To solve \( \int \sec^2(\theta) \tan^2(\theta) \, d\theta \), we recognize \( \tan^2(\theta) = \sec^2(\theta) - 1 \). Consequently, the integral becomes \( \int (\sec^4(\theta) - \sec^2(\theta)) \, d\theta \). Split this into two separate integrals: \( \int \sec^4(\theta) \, d\theta - \int \sec^2(\theta) \, d\theta \).
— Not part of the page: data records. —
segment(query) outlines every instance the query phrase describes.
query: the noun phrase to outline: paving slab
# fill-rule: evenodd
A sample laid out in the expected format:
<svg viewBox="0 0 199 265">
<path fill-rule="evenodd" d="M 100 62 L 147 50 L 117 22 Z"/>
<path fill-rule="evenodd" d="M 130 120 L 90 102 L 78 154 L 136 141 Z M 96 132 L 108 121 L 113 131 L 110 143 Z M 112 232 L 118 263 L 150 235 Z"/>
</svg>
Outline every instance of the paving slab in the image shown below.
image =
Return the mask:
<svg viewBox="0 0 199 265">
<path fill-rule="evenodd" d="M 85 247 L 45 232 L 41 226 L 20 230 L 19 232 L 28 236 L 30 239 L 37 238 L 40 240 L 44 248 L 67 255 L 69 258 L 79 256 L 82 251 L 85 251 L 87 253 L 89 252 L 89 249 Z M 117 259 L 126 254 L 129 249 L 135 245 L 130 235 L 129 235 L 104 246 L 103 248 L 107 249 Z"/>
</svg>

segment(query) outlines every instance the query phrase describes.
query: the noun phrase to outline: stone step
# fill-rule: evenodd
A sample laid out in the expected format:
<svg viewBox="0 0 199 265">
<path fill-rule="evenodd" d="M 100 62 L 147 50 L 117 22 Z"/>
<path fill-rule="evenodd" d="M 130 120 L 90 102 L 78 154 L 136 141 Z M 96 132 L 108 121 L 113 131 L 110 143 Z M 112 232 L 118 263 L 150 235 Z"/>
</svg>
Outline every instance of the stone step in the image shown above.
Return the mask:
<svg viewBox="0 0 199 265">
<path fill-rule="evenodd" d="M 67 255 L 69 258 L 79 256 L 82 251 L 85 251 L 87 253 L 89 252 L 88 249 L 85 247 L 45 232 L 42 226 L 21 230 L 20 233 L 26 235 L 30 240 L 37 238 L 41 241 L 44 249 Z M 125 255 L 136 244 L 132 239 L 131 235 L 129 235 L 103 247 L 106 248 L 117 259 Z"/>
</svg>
The second integral is straightforward \( \int \sec^2(\theta) \, d\theta = \tan(\theta) + C \), and the first integral can be converted to a lower power using the identity \( \sec^2(\theta) = 1 + \tan^2(\theta) \).

Returning to \( \int \sec^4(\theta) \, d\theta = \int (1 + \tan^2(\theta)) \sec^2(\theta) \, d\theta \), this can be split into \( \int \sec^2(\theta) \, d\theta + \int \tan^2(\theta)\sec^2(\theta) \, d\theta \), where the second integral \( \int \tan^2(\theta)\sec^2(\theta) \, d\theta \) can be further simplified since \( u = \tan(\theta) \), so \( du = \sec^2(\theta) \, d\theta \), and \( \int \tan^2(\theta)\sec^2(\theta) \, d\theta = \int u^2 \, du = \frac{u^3}{3} + C \).

For \( \int \tan^2(\theta)\sec^2(\theta) \, d\theta \), we revert back to \( u = \tan(\theta) \), meaning we end with \( \frac{u^3}{3} + C = \frac{\tan^3(\theta)}{3} + C \). Our complete integral becomes \( \tan(\theta) + \frac{\tan^3(\theta)}{3} + C \). Returning to original variables, since \( t = \sec(\theta) \) and \( x = 1/t \), \( \tan(\theta) = \sqrt{t^2 - 1} \), then \( \tan(\theta) = \sqrt{\frac{1}{x^2} - 1} = \frac{\sqrt{1-x^2}}{x} \). Thus, the integral evaluates to \( \frac{\sqrt{1-x^2}}{x} + \frac{1}{3}\left( \frac{\sqrt{1-x^2}}{x} \right)^3 + C \).